EL PASO — The US government has begun erecting tents close to the border with Mexico to house detained migrants – even as Donald Trump likened the influx of undocumented families entering the US to “Disneyland” on Sunday.
Life at the foothills of the Franklin mountains in El Paso, Texas has been rudely disrupted in the last few days by construction crews coming and going near the adjacent border patrol station.
The main frame of two large tents popped up last week. They are expected to hold up to 500 migrants amid a level of chaos at the border that has unfolded under the Trump administration’s immigration policies.
Construction crews are now working to prepare the interior of the shelter, which is expected to be operational by 1 May, even as the president downplayed conditions in which migrants are held and appeared once again to support the separation of families crossing the border.
He told the Fox News show Sunday Morning Futures: “When they used to separate children, which was done during the Obama administration, with Bush, with us, with everybody [see footnote], far fewer people would come, and we’ve been on a humane basis, it’s pretty bad.”
He added to the host, Maria Bartiromo: “We go out and we stop the separation. The problem is you have 10 times more people coming up with their families, it’s like Disneyland now.”
As the continuing arrival of migrants to the southern border has put a strain on processing capacity at US Customs and Border Protection (CBP) facilities, finding space to house the rising number of migrants in the immediate aftermath of their undocumented crossing into the US has become one of the biggest challenges for immigration officials and non-governmental organizations.
The Trump administration began separating thousands of migrant families last year whenever they crossed the US-Mexico border unlawfully, and detaining parents and children separately, under a “zero-tolerance” policy. Trump halted the policy last summer after the widespread uproar, though in recent weeks, even as the government is being sued over the consequences, floated, then rejected again, the idea of resuming such actions.
CBP said in a statement last week that a large number of arrivals had created a need to open up additional shelter space in order to continue to process migrants arriving at the border.
“The humanitarian and border security crisis on our south-west border has stretched our resources and processing facilities to the breaking point,” said John Sanders, the senior official performing the duties of commissioner. “These temporary facilities will support our efforts to process, care for and transfer the unprecedented number of families and unaccompanied children crossing the border each day.”
Last month, CBP was criticized by local advocates and public officials after it chose to house hundreds of migrants in open-air conditions underneath the Bridge of the Americas that crosses the border between El Paso and its Mexican sister city, Juárez. The pen where migrants were being held closed a few days after the press began to report the harsh conditions of the improvised shelter.

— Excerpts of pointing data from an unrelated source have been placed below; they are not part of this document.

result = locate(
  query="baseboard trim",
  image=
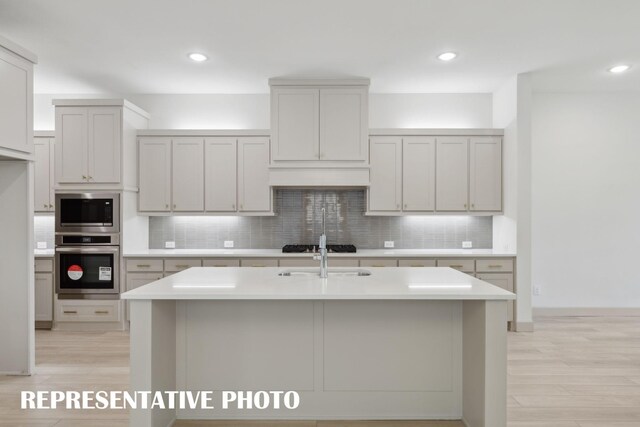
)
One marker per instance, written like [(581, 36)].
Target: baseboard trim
[(524, 326), (585, 311)]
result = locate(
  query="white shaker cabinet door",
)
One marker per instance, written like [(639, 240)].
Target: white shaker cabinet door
[(343, 124), (16, 103), (295, 123), (43, 299), (385, 191), (154, 170), (43, 201), (254, 193), (220, 159), (452, 177), (71, 145), (485, 170), (418, 173), (104, 141), (188, 175)]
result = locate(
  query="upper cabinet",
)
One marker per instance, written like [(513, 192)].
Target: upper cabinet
[(188, 174), (210, 174), (96, 143), (385, 192), (418, 173), (43, 172), (422, 174), (16, 101), (485, 172), (452, 174), (154, 175), (319, 120), (254, 193)]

In a press conference held at the end of March, El Paso’s Democratic congresswoman, Veronica Escobar, urged CBP to consider putting in place such emergency shelters to hold migrants instead of keeping them fenced in under the bridge. She sharply criticized the government’s handling of migration at the border, calling CBP’s handling of migrants a crisis of leadership.
On 19 April CBP awarded a contract to Deployed Resources LLC of Rome, New York, for the construction of the two temporary facilities being built in El Paso, at the western end of the Texas-Mexico border and Donna, near McAllen, in eastern Texas. The total cost for the construction is valued at $36.9m for a four-month period. CBP has four one-month extension options if deemed necessary, the agency said.
Although the new temporary facilities are a step above being made to sleep rough under a bridge, as the temperatures in El Paso are beginning to reach the high 80s, some local advocates have concerns about the treatment that the migrants may face inside the new encampments.
The sight of the tents going up in El Paso is a throwback to just a few months ago when the government was detaining child migrants in an encampment at nearby Tornillo.
Dylan Corbett, executive director of the immigration advocacy group Hope Border Institute in El Paso, said that he had heard multiple allegations of verbal and physical abuse migrants endured while detained under the bridge.
“The federal government has waited too long and this is not a solution, but unfortunately it might be necessary to accommodate everyone that’s coming. We have to make sure this is not a place where human rights are violated, as we’ve seen that in these makeshift facilities,” Corbett said. He called the tents “a Band-Aid solution”.
Shaw Drake, a policy counsel for the ACLU border rights center in El Paso, said the main concern was how migrants are treated inside the shelters. Both advocates are appealing for more transparency, accountability and government oversight as the number of migrants in detention continues to rise.
“It’s possible to have humane conditions for the migrants being detained in these tents, the issue is that border patrol has an extensive history of abusive conditions in its facilities and there is no indication that would not continue to occur,” Drake said.
Multiple requests for comment made to CBP were not addressed.
Although the new facilities are expected to be fully equipped to act as shelters, Corbett questions yet another expansion of detention space for immigration processing and is worried it may set the stage for future policies that exacerbate the humanitarian crisis at the border.
“The federal government is fully on board in pursuing a policy where it would like to detain everyone that comes to the border and we believe that is simply unjust,” he said. “We don’t believe that anyone should be detained if they aren’t a threat to the security of our communities.”